前記組換え核酸が、（ａ）遺伝子改変されたＮＫ細胞を外来性サイトカインから独立させるのに、及び（ｂ）遺伝子改変されたＮＫ細胞の近くの他の免疫コンピテント細胞の刺激／活性化を可能にするのに十分な量で、ｅｒＬＳＰ－ＩＬ－１５の発現を引き起こすのに十分な強度を有するプロモーターを含む、請求項１１～１７のいずれか一項に記載の方法。
前記ｅｒＬＳＰ－ＩＬ－１５におけるＩＬ－１５部分が、コドン最適化ヒトＩＬ－１５配列を含む、請求項１１～１８のいずれか一項に記載の方法。
ＣＤ１６を介して前記遺伝子改変されたＮＫ細胞につながれた抗体をさらに含む、請求項１１～１９のいずれか一項に記載の方法。
請求項１～１０のいずれか一項に記載の遺伝子改変ＮＫ細胞と組み合わせた薬学的に許容され得るキャリアを含む医薬組成物。

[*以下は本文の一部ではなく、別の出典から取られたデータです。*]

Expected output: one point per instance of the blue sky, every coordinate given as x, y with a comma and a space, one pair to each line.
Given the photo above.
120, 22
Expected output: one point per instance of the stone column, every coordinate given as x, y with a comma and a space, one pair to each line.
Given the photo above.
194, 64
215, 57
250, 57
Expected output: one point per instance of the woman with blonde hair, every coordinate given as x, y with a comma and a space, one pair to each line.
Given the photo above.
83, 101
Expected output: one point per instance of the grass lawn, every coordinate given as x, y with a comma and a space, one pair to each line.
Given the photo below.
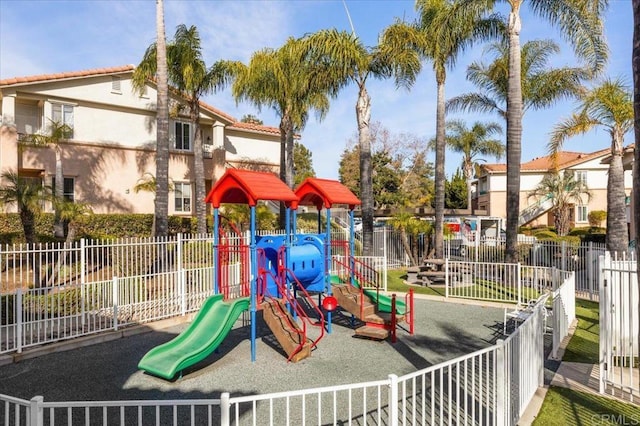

患者への注入のために製剤化された、請求項２１に記載の医薬組成物。
投与単位当たり少なくとも１×１０^９細胞を含む、請求項２１に記載の医薬組成物。
癌の治療のための、請求項１～１０のいずれか一項に記載の遺伝子改変されたＮＫ細胞を含んでなる医薬組成物。
前記治療が、ＴＭＥに侵入する薬物の投与、免疫抑制を低下させる薬物の投与、免疫コンピテント細胞を刺激する薬物の投与、癌ワクチン組成物の投与、及び／又は免疫応答の維持を助け且つ記憶細胞の発達を促進する薬物の投与をさらに含む、請求項２４に記載の医薬組成物。